INDEPENDENCE could raise the cost of posting letters and lower the quality of service, the latest Coalition paper analysing the potential consequences of Scotland leaving the United Kingdom warns.
However, faced with more SNP claims of scaremongering, Vince Cable, the Business Secretary, who launched the fourth and latest UK Government paper, insisted it was based on empirical arguments and was "positive and optimistic in tone".
Focusing on business and trade, the paper highlights what Whitehall sees as the benefits of a UK single market covering business regulations, communications and transport.
The paper says Scots hauliers could be hit with extra road costs when driving in the rest of the UK because they might no longer benefit from measures to offset charges for domestic carriers.
On VAT, it raises questions about the future of exemptions. Items such as food and children's clothes are exempt from VAT under a deal negotiated by the UK with the EU.
If an independent Scotland were unable to negotiate the same agreement, VAT of a minimum of 5% would have to be charged on zero rated items.
"All of the current derogations would have to be renegotiated; they may well be deliverable," noted Mr Cable but he warned: "It raises an uncertainty because you would be starting from scratch having to negotiate that."
On the postal service, the paper sets out the background to the £7 billion letters market, namely that the Royal Mail delivers around 58 million items a day to 29m addresses across the UK; of these, 4.5m items a day are delivered in Scotland.
It says the UK Government provides a six days a week service, which goes beyond the EU minimum standard of a five days a week service.
The paper points out how the current system subsidises around 7000 non-commercial post offices, which are predominantly small and rural branches, to the tune of £210m. It notes; "A significant proportion of post offices in Scotland are non-commercial" but does not say how many.
"In the event of a vote for independence, an independent Scottish state would have to consider how to fund the significant non-commercial elements of their post office network if it wished to maintain the current level of service," says the Coalition paper.
"It would be unlikely to achieve the economies of scale of the current UK-wide network, which helps support the provision of services to remote areas."

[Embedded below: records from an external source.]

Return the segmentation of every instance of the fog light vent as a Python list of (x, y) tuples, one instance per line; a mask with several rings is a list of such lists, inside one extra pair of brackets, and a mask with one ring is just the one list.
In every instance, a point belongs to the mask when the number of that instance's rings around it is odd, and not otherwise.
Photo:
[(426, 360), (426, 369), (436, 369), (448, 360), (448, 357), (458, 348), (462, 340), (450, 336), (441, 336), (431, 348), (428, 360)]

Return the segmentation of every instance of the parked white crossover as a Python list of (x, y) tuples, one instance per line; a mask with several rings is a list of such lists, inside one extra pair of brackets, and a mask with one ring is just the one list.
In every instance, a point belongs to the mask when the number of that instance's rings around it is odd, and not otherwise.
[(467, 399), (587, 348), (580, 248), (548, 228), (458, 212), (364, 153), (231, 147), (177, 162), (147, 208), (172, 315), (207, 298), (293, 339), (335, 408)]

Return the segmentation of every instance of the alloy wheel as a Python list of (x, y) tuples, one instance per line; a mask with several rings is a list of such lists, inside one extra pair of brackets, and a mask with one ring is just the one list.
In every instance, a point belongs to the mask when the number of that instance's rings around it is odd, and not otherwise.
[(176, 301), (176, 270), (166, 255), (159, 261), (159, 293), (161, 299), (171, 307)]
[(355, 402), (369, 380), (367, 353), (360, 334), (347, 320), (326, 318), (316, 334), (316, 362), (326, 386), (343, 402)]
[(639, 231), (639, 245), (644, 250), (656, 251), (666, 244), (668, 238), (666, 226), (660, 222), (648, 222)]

The paper says "creating a border for mail" would have operational and commercial implications for UK postal operators and also impact the businesses and consumers that utilise their services on both sides of the border. "The free movement of post across the border could be subject to controls, potentially impacting on the cost and quality of service."
The paper says there might also be issues around the price of posting letters and parcels between the UK and an independent Scotland.
"If Scotland voted to leave the UK and negotiated entry into the EU, the continuing UK would need to re-categorise an independent Scottish state for postal purposes as if it were any other EU member state. Differences in pricing could create new difficulties and confusion for businesses and individuals when sending cross-border post," it adds.
In response, Fergus Ewing, the Scottish Government's Enterprise Minister, dismissed the "flawed report" as "simply a set of assertions by an organisation that is opposed to independence".
Independence, he argued, would allow the Scottish Government to do more to improve opportunities for business, such as targeting incentives to improve rates of research and development, ensuring broadband and mobile technology reached all parts of the country and maintaining a postal service that suited Scotland's needs.
Addressing the single market, Mr Ewing said: "Scotland is part of a single market of half a billion people across the EU where countries of similar size to Scotland have stronger economies, significantly higher exports and perform better in key areas such as research and development than Scotland does as part of the UK."